The research also found that there’s a small – but growing – share of consumers who define their primary bank as the one that acts in the best interest for the environmental and societal issues. 14% of Gen Z consumers and 12% of Millennials used this definition, with only 2% of Baby Boomers using this criteria.

As Shevlin states, “With many consumers having multiple checking accounts, multiple payment accounts, multiple investment accounts, and using various tools to help them manage all their accounts and relationships, the idea of a ‘primary financial institution’ has become outdated.” Engagement and emotional attachment to a financial organization is increasingly framing the definition of a primary financial relationship.

Growth in an Increasingly Competitive Marketplace

Your bank or credit union may not been seeing a wave of account closures. This should not provide comfort in a digitally connected marketplace. Consumers and businesses no longer need to close existing accounts to put longstanding relationships at risk. Opening a new digital banking relationship has never been faster or easier. In addition, the appeal of highly specialized financial solutions that make financial wellness easier has never been greater.

Consumers are moving business to alternative digital banks that don’t have branches, but meet specialized transaction, savings, investing, payments and borrowing needs. The growth of these non-traditional relationships have come at the expense traditional banking organizations.

More than ever, the potential to target a narrower segment of the population across a much broader national footprint is a viable growth strategy. This requires a shift from a product to a packaged solutions strategy that meets the specific needs of a specific segment.

Chris Gorman, the CEO of KeyBank refers to this as a ‘targeted scale‘ strategy for growth. KeyBank has used this strategy to serve the medical and technology communities extremely well through new products and services, focused content, and the building of third-party partnerships.
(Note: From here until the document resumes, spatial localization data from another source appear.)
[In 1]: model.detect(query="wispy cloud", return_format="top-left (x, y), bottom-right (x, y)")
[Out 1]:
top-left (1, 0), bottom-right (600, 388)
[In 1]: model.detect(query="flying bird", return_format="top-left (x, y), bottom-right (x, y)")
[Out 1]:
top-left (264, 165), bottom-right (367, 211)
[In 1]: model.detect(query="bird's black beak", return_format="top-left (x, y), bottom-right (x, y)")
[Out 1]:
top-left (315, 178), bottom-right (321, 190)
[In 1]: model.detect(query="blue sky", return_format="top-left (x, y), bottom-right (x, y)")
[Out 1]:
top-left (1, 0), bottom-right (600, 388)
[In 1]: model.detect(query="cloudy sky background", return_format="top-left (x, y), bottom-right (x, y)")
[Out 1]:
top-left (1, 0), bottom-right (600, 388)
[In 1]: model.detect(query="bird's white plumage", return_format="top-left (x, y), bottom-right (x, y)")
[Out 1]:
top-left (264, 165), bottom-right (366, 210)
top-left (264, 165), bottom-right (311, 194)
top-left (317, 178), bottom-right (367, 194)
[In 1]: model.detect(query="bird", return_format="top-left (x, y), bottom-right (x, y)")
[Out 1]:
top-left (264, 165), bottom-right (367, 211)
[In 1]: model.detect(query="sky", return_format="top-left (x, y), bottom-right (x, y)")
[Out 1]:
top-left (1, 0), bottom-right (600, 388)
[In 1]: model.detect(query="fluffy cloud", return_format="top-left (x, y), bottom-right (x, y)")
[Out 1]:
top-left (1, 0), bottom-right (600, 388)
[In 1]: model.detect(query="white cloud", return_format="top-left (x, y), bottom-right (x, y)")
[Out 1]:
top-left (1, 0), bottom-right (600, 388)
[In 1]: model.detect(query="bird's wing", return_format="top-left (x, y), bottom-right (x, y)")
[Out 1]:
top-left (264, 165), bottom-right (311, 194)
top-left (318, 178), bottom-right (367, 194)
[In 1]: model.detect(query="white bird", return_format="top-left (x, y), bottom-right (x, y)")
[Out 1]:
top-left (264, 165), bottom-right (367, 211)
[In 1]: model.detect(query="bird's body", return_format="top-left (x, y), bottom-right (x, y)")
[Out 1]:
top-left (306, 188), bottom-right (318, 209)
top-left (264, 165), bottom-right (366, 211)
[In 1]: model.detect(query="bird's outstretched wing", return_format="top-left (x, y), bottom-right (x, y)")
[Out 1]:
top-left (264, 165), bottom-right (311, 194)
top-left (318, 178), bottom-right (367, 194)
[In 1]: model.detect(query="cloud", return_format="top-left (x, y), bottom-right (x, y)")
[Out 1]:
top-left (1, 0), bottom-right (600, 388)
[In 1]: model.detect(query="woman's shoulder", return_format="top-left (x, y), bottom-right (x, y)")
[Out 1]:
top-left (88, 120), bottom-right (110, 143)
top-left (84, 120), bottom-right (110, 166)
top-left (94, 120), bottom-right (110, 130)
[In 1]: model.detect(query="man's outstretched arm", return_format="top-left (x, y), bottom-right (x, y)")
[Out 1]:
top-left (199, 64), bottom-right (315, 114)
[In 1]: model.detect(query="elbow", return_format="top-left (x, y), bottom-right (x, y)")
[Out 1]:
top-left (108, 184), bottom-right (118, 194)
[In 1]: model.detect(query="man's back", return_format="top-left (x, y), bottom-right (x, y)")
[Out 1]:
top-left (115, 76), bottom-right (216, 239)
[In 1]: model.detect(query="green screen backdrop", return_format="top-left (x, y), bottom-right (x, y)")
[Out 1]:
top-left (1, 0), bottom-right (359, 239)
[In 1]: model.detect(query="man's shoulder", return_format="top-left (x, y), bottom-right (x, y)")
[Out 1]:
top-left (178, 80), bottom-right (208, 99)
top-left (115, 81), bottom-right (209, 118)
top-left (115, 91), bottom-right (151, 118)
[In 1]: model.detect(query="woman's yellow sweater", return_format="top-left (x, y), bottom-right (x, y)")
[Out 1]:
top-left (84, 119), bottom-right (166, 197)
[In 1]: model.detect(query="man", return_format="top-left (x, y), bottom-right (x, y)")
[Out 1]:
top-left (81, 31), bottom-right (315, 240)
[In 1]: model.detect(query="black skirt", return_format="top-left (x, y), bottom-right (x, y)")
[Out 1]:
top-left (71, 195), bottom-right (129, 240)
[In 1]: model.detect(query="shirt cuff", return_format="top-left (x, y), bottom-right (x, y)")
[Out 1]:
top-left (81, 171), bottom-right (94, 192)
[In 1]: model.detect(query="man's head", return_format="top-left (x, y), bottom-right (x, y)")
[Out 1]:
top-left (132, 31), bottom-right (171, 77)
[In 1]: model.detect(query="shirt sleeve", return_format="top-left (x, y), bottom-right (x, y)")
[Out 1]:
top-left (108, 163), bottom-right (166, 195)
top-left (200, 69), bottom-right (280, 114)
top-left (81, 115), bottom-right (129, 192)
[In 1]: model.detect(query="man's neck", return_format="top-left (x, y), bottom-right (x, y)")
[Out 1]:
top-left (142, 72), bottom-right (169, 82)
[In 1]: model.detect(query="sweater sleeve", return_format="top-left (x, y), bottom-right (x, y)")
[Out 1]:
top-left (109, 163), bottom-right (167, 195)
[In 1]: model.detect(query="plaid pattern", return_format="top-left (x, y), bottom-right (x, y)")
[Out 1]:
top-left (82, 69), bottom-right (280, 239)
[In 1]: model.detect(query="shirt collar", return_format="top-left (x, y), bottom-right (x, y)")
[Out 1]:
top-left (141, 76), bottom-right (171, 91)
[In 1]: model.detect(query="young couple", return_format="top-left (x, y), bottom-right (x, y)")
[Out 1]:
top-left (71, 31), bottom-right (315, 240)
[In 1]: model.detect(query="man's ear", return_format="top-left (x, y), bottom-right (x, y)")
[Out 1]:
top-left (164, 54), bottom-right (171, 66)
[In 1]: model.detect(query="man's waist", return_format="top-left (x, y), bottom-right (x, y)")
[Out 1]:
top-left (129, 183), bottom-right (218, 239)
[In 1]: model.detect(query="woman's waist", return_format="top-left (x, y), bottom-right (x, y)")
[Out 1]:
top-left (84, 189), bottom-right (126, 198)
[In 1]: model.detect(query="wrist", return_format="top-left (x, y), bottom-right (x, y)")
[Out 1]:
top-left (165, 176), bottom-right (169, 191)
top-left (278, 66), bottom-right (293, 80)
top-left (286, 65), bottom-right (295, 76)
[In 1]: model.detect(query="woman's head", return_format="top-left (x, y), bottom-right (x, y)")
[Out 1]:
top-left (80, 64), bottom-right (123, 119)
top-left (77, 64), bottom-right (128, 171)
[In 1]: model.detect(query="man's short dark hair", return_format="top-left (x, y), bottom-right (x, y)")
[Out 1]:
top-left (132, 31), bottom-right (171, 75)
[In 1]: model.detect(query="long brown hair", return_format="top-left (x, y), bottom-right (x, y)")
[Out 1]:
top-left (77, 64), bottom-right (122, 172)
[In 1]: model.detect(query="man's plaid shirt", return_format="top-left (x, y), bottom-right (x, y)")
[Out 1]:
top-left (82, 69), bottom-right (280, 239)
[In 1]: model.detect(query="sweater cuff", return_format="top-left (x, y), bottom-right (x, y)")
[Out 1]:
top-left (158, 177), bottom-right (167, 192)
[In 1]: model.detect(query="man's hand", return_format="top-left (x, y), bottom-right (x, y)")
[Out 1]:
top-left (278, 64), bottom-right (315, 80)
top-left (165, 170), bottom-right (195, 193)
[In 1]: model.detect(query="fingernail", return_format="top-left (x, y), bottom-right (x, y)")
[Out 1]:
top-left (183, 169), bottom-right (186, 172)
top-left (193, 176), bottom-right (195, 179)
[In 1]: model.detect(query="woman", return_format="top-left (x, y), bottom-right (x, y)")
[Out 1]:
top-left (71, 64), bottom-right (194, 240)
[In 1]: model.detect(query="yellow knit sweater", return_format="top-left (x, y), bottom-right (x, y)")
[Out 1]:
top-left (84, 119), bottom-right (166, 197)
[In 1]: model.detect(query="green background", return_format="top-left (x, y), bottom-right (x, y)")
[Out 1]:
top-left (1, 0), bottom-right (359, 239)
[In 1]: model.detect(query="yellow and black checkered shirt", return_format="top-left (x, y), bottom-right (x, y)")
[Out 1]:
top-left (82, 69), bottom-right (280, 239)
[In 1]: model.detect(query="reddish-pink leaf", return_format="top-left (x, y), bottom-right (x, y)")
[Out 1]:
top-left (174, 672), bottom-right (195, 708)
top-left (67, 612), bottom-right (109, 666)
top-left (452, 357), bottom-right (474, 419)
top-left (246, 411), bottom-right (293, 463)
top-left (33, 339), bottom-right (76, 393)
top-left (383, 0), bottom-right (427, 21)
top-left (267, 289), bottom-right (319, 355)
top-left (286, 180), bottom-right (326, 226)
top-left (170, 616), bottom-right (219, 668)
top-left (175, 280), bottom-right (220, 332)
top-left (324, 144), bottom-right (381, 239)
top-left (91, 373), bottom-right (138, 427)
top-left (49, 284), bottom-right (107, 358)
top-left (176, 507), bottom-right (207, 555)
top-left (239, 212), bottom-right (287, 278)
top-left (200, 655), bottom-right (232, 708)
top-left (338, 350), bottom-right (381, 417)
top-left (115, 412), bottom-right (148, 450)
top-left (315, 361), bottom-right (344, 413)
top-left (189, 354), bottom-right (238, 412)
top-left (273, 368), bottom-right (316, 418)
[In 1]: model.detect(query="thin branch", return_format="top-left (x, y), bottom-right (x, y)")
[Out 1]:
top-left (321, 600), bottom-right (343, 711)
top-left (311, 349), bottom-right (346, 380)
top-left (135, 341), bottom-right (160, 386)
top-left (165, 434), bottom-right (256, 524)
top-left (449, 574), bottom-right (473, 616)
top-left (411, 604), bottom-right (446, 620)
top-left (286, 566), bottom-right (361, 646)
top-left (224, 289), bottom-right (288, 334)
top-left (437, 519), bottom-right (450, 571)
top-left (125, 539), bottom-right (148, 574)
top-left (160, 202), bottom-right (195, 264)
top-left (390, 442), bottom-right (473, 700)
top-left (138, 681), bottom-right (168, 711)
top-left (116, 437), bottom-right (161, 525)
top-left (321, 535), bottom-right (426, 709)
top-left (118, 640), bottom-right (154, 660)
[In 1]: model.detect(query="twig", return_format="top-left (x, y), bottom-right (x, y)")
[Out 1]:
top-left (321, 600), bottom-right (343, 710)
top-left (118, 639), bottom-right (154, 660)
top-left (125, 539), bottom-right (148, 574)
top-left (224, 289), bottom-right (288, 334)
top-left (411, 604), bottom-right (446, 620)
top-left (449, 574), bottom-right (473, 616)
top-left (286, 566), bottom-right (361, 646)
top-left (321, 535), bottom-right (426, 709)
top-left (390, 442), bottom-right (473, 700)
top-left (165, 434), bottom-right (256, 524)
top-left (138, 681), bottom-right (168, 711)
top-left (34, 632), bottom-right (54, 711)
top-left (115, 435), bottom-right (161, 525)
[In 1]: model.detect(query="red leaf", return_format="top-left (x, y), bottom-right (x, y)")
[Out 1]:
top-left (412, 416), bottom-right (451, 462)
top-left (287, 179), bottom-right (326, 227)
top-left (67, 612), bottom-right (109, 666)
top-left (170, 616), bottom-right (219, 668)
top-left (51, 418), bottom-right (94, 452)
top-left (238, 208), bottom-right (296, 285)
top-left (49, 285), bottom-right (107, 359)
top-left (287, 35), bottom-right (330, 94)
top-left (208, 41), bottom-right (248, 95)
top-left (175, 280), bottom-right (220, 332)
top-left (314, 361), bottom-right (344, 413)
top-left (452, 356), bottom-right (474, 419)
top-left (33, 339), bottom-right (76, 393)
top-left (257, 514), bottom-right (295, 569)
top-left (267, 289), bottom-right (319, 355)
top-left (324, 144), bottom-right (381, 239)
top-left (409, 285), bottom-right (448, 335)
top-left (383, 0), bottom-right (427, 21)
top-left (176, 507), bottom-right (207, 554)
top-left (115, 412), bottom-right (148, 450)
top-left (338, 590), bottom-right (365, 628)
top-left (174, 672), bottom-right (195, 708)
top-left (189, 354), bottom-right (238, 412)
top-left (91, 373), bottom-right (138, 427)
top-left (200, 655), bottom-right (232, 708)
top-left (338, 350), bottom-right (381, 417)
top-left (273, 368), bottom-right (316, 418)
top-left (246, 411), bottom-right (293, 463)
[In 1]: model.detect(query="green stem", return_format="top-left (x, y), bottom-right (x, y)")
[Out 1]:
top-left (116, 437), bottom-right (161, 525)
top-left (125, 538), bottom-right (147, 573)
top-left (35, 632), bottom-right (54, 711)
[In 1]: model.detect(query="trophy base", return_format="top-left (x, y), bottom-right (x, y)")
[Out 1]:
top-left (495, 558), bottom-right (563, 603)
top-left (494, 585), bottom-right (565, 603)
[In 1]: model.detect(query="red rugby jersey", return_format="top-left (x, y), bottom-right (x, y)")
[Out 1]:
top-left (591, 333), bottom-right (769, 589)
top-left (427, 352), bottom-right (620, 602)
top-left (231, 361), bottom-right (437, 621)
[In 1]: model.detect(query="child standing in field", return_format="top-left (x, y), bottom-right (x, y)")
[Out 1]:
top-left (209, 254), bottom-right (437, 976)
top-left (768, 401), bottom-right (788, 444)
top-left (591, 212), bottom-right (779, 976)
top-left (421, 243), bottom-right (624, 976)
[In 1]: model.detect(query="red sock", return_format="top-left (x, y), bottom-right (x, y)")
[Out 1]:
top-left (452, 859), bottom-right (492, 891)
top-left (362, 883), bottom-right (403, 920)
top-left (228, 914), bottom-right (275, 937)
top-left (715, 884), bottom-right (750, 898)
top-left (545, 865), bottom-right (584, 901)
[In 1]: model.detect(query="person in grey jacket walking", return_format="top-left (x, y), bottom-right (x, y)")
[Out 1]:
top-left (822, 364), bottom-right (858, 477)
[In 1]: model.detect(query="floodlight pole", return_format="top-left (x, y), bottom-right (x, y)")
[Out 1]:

Chime also uses a similar strategy to reach consumers who aren’t being served well by traditional banks, offering a secured credit card for those looking to build a credit history, and a transaction account without fees.

Building a national digital relationship strategy will require a modern digital banking infrastructure that can support banking the way a digital consumer expects. There will be a need for an API-enabled platform that is both flexible and agile to respond to marketplace opportunities. There is also the need to leverage a robust data and analytics platform that is cloud-based.